Ultrafast machine learning on FPGAs via Kolmogorov-Arnold Networks
3 hours ago
- #Machine Learning
- #FPGA
- #KAN
- Master's thesis explores hardware architectures for ultrafast inference and online learning using Kolmogorov-Arnold Networks (KANs) on FPGAs.
- KANs replace learnable weights and fixed activation functions in MLPs with learnable univariate activation functions, offering potential improvements in scaling and parameter efficiency.
- Fixed-point quantization is used to encode real numbers as bitstrings, enabling neural networks to be implemented as digital logic on FPGAs with minimal approximation error.
- KANs are naturally suited for lookup-table neural networks (LUT-NNs) due to their univariate activations, avoiding exponential scaling issues of multivariate LUTs and enabling efficient pruning.
- For inference, KAN activations are stored as LUTs on FPGAs, achieving a 2700x speedup over prior implementations and surpassing state-of-the-art FPGA accelerators in latency and resource usage.

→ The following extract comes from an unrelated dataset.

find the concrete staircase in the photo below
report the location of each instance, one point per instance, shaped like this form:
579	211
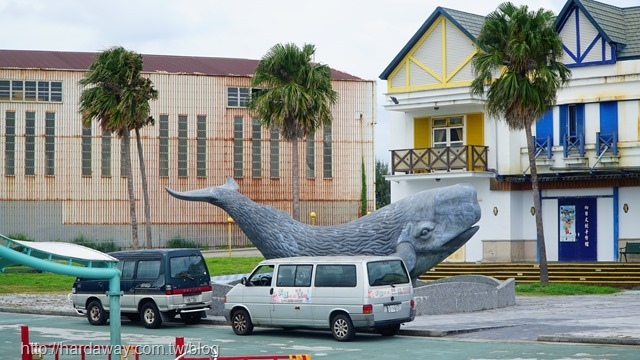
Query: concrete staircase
618	274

- Online learning on FPGAs is enabled by storing B-spline basis functions in LUTs and updating coefficients in real-time, leveraging locality and boundedness for stable, sub-microsecond gradient updates.

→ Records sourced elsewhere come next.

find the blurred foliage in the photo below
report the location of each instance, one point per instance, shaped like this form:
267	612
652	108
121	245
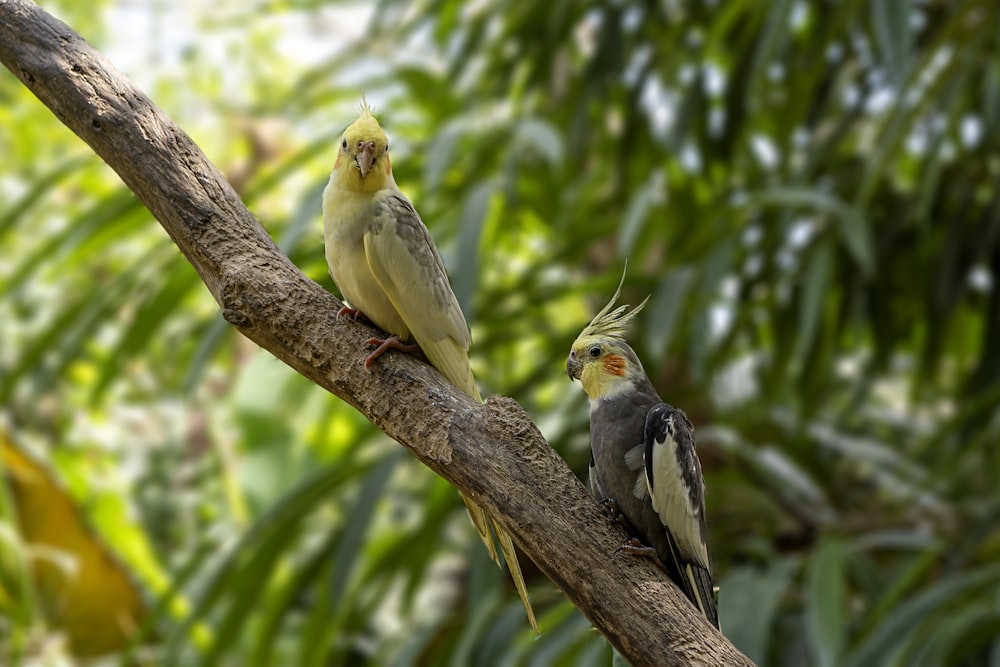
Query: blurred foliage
807	190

- B-spline locality ensures only a small subset of basis functions are active per input, scaling hardware logic with polynomial order rather than grid size, improving expressivity without resource overhead.
- Stable fixed-point training in KANs is achieved because activations and gradients are bounded within coefficient ranges, reducing quantization error and enhancing learning stability compared to MLPs.

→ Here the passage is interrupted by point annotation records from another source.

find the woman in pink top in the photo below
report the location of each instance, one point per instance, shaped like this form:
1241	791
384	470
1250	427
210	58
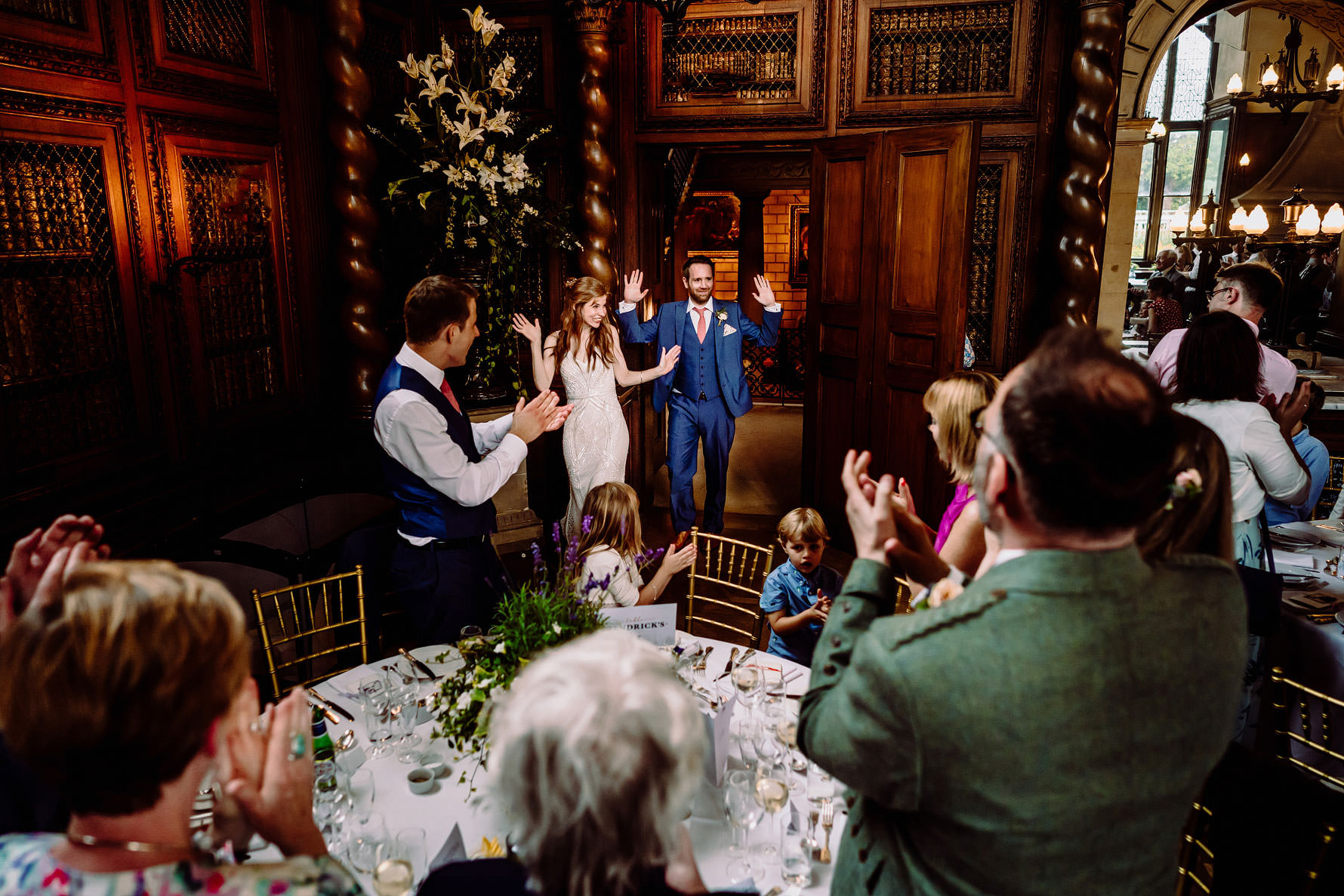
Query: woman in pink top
952	403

- Implementation demonstrates KAN-based online learners can handle over 100,000 parameters with sub-microsecond latency, showing better hardware scaling and convergence on benchmarks like function approximation and quantum control.
- Conclusion highlights that KAN properties, such as activation mapping to LUTs and B-spline characteristics, are highly advantageous for custom hardware accelerators, enabling nanosecond-latency inference and efficient real-time learning.